There are many people throughout Chicago who fall into one of the categories outlined in The New York Times. Many people are trapped upside down in their mortgages and are struggling to find a way out. Many hope their loans can be modified to reflect the current value of their property, but their bank is unwilling to help.

Many people are stuck in a frustrating position because of the housing market collapse. But, while they may have just started missing payments on their house or because of unemployment are months behind, Chapter 13 bankruptcy in Chicago may be the right choice.

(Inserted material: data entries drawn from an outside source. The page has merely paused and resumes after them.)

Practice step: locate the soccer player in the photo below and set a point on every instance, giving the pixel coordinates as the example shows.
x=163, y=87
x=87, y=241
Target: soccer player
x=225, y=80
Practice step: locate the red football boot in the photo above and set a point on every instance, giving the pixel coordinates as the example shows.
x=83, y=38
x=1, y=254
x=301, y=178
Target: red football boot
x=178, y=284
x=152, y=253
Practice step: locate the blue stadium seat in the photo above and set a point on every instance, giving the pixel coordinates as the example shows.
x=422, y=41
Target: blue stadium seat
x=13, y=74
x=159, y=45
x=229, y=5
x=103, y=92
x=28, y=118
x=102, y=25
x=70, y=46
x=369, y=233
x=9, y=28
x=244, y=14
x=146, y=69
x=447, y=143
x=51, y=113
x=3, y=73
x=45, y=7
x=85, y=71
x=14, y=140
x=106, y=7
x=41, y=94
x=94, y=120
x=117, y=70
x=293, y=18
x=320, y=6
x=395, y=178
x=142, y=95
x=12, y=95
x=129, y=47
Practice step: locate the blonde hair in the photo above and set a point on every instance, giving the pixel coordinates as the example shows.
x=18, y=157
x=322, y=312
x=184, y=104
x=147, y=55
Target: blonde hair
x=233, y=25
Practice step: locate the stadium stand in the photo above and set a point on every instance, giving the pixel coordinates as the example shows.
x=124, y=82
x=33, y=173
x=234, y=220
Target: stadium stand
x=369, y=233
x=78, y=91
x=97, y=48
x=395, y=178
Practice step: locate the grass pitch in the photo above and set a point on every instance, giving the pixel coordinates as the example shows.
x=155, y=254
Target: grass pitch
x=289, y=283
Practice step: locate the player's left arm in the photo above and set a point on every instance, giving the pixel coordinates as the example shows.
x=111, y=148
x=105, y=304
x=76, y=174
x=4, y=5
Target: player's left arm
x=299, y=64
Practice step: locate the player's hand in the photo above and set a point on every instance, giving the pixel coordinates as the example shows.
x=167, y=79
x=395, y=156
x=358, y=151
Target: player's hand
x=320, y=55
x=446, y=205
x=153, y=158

According to March statistics by the United States Bankruptcy Court, nationwide Chapter 13 filings rose 5 percent to 438,788 from the 415,966 bankruptcies filed in the 12-month period ending March 31, 2010. The number of Chapter 13 filings came in second only to Chapter 7 filings.

Chapter 13 bankruptcy allows homeowners to potentially keep their homes and other large assets, by working out a payment plan over a 3- to 5-year window to satisfy their debts. Filing for Chapter 13 bankruptcy automatically halts any foreclosure process that a homeowner may be going through, so it gives instant protection. And throughout the bankruptcy process, homeowners are able to stay in their houses.

Many people still think that bankruptcy is embarrassing and hurts a person's reputation. Consider this: Donald Trump has filed for bankruptcy four times! Many people use the bankruptcy laws to their advantage because it's one set of laws that are designed with the everyday person in mind. They are designed to allow people a second chance and the opportunity to get their finances in order.